I have no memory of that night’s Thanksgiving dinner itself. I’m sure it was what you might expect: saying grace, then diving into turkey, mashed potatoes, fruit salad, and English peas. After it was over I remember we got out Daddy’s guitar, and Aunt Dot took to the piano. Uncle Fred probably had to be coaxed to get his fiddle out again, but he did, and I can remember him bracing the tailpiece on his knee so that the violin was facing him while he twisted the pegs up and down to adjust the perfect pitch.

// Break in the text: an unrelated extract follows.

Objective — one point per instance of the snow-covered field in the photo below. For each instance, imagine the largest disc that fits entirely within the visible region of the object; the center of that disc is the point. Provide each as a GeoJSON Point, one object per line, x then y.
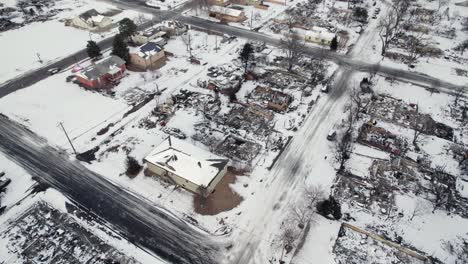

Watching him tune by ear, Aunt Dot, who held her husband in high regard, poked me with her elbow. “He would have been as fine a violinist as Heifetz,” she whispered. I nodded solemnly.

Mother took off her apron and stood in back of the piano, ready to add her low alto voice to the mix. “Ridin’ Down the Canyon” we sang, and “Tumbling Tumbleweeds.” We found sheet music in Aunt Dot’s Cavalcade of the Forties book and sang on. “I found a million-dollar baby,” we harmonized, “in a five and ten-cent store.” We didn’t stop to assign parts or make arrangements; we just went purposefully from song to song, as we had done all our lives. Some songs we sang a capella because they just sounded better that way, just as some food tastes better without a lot of seasoning. We sang “On Moonlight Bay” like that, sliding into “Shine on Harvest Moon,” led by Aunt Dot and Daddy. Uncle Fred sang a rich bass part, and my sister, Jackie, whose soprano voice was fragile as spun glass, sang over the top of the rest of us, skipping along effortlessly.

It isn’t only food that makes a gathering memorable, of course, nor music and entertainment. It is all those things combined with the fellowship such an occasion provides. (You might throw in a little magic if you have it on hand.) That day the food was exquisite, transcended only by the joy of being with family, where everybody knows exactly who and what you are.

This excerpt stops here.